Kinder, Jugendliche und Eltern sollen Bahnanlagen zur Freizeitgestaltung meiden – insbesondere Gleisbereiche, abgestellte Waggons und Selfies

Von Herold-Team
ndespolizeidirektion München: "Keine Freizeitaktion auf Bahngelände ist es wert ..." / Bundespolizei appelliert zum Ferienstart
Die Rosenheimer Bundespolizei warnt zum Ferienbeginn eindringlich vor den lebensgefährlichen Folgen von Waggonkletteraktionen oder Selfies im Gleisbereich.© Abo Presseportal.de

Bundespolizei warnt zum Ferienstart vor Lebensgefahr im Bahnbereich

Mit Beginn der Sommerferien appelliert die Bundespolizei an Kinder, Jugendliche und Eltern, Bahnanlagen nicht als Ort für Freizeitaktionen zu nutzen.
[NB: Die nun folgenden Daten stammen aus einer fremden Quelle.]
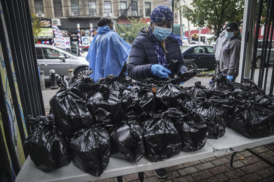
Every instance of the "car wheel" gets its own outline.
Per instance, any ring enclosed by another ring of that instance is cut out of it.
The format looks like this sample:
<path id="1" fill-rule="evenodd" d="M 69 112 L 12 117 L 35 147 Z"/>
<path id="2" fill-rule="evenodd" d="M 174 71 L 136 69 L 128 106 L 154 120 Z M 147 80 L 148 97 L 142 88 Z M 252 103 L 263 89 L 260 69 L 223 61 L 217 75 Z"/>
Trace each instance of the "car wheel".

Die Behörde warnt insbesondere vor den Gefahren, die von Zügen, Gleisen und Oberleitungen ausgehen.

Nach Angaben der Bundespolizei können Erkundungstouren auf Bahngebiet zu schwersten Verletzungen, bleibenden körperlichen Schäden oder im schlimmsten Fall zum Tod führen. Waggon-Kletteraktionen, Selfies im Bahnbereich, das Verweilen auf abgestellten Waggons oder sogenannte Challenges an Bahnstrecken seien lebensgefährlich.

Leise Züge und lange Bremswege

Die Bundespolizei weist darauf hin, dass moderne Züge oft erst sehr spät wahrgenommen werden. Nähert sich ein Zug mit rund 100 Kilometern pro Stunde, muss laut Mitteilung mit einem Bremsweg von bis zu einem Kilometer gerechnet werden. Ein Zug könne zudem nicht ausweichen.

Gefahr auch ohne Berührung der Oberleitung

Besonders groß sei auch das Risiko durch Oberleitungen. Diese stehen laut Bundespolizei unter einer Spannung von bis zu 15.000 Volt. Bereits ohne direkte Berührung könne es zu einem tödlichen Spannungsüberschlag kommen. Dafür reiche schon eine Annäherung auf eineinhalb bis zwei Meter. Schon der Versuch, auf einen abgestellten Waggon zu klettern, könne deshalb verhängnisvolle Folgen haben.

Schwerer Unfall in Prien am Chiemsee

Als Beispiel nennt die Bundespolizei einen Vorfall von Ende Mai dieses Jahres in Prien am Chiemsee. Dort war ein 18-Jähriger auf den Waggon eines Güterzugs gestiegen. Er wurde von einem Stromschlag getroffen, der von der hochspannungsführenden Oberleitung ausging. Nach Angaben der Behörde erlitt er schwerstgradige Verbrennungen und lebensbedrohliche Verletzungen innerer Organe, unter denen er bis heute in hohem Maß leidet und die sein Leben absehbar dauerhaft beeinträchtigen.

Appell an Eltern

Die Bundespolizei ruft Eltern dazu auf, mit ihren Kindern gerade in der Ferienzeit über die Gefahren im Bahnbereich zu sprechen. Erziehungsberechtigte sollten deutlich machen, dass jeder Aufenthalt im Gleisbereich, insbesondere auch auf abgestellten Waggons, lebensgefährliche Folgen haben kann und verboten ist.